A shot in which the camera moves horizontally either toward or away from its subject, or right or left
in relation to the subject. Traditionally dolly shots are filmed from a camera dolly but the same motion
may also be performed with a Steadicam, gimbal, etc. A dolly shot is generally described in terms of
"dollying in" or "dollying out". Also known as trucking in and out, or right and left.
iii)  high-angle shot 
is a cinematic technique where the camera looks down on the subject from a high angle and the point of focus
often gets "swallowed up".
High-angle shots can make the subject seem vulnerable or powerless when applied with the correct mood,
setting, and effects. In film, they can make the scene more dramatic. If there is a person at high elevation who
is talking to someone below them, this shot is often used
iv) tracking shot also called following shot
Is any shot where the camera follows backward, forward or moves alongside the subject being recorded.

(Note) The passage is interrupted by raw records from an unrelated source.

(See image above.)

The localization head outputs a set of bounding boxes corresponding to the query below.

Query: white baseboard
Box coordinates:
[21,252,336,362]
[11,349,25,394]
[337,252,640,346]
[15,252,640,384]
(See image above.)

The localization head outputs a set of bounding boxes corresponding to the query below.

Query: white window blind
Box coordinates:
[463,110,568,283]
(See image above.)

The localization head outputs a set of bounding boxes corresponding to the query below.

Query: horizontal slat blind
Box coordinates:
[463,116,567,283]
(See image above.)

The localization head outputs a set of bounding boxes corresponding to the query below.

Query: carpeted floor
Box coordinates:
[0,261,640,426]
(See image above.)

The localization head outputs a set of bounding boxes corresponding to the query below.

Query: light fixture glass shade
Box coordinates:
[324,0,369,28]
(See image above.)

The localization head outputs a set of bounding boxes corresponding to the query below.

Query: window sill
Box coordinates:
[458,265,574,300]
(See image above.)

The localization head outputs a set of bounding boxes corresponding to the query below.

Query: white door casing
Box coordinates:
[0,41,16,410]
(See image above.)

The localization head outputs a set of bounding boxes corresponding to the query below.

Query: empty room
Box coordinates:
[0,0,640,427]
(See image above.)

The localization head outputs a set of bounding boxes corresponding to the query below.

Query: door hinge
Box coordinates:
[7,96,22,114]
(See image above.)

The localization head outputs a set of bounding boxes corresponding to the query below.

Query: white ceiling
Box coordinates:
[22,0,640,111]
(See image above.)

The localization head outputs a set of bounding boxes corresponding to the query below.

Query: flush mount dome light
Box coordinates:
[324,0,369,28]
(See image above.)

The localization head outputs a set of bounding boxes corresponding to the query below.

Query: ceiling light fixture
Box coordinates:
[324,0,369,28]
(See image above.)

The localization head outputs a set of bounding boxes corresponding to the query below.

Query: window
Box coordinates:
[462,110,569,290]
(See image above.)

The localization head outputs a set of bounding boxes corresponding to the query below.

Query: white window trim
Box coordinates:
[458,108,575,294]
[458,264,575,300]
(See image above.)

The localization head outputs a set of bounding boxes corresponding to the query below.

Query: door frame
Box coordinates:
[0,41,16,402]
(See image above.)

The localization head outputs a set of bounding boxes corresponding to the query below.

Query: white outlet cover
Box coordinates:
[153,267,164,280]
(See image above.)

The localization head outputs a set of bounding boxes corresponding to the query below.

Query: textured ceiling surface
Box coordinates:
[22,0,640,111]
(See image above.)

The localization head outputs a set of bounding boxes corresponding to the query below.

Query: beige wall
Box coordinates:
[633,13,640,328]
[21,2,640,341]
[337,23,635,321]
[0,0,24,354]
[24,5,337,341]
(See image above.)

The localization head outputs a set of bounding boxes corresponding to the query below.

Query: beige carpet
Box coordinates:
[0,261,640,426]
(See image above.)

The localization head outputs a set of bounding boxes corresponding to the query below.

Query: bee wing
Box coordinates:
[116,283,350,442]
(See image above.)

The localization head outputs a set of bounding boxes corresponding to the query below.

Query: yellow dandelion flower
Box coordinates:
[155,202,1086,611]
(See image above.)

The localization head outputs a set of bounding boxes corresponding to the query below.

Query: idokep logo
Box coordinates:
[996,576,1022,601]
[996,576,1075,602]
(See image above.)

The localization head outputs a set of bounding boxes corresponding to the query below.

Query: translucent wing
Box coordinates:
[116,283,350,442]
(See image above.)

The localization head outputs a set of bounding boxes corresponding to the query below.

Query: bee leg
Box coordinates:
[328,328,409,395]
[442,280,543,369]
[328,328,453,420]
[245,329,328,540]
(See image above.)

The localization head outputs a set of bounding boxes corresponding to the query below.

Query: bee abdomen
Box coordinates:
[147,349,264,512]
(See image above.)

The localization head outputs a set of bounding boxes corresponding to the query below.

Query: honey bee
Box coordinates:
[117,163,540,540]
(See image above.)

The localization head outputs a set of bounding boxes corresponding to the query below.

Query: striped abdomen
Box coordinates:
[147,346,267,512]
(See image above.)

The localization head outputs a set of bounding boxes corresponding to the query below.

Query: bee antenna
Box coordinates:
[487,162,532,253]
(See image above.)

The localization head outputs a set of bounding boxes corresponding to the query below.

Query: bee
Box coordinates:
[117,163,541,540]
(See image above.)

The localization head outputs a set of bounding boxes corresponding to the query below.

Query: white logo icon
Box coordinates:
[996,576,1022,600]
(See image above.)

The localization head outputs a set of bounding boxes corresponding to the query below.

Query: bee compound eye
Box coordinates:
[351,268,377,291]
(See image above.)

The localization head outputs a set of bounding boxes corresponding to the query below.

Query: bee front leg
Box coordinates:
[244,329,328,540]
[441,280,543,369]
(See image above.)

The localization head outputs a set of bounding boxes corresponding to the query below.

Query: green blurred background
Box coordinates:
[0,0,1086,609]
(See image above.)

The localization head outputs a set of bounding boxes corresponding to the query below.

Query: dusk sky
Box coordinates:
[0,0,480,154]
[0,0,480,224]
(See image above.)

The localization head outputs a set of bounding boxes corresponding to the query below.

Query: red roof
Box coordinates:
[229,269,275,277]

This technique is often used to follow a subject that would otherwise leave the frame (ergo, it is often
called a following shot), such as an actor or vehicle in motion.

CONCLUSION
Goldfinger's script became a template for subsequent Bond films. It was the first of the series showing
Bond relying heavily on technology, Goldfinger has been described as perhaps "the most highly and
consistently praised Bond picture of them all “and after Goldfinger, Bond "became a true phenomenon. it
has been said that Goldfinger was the cause of the boom in espionage films in the 1960s.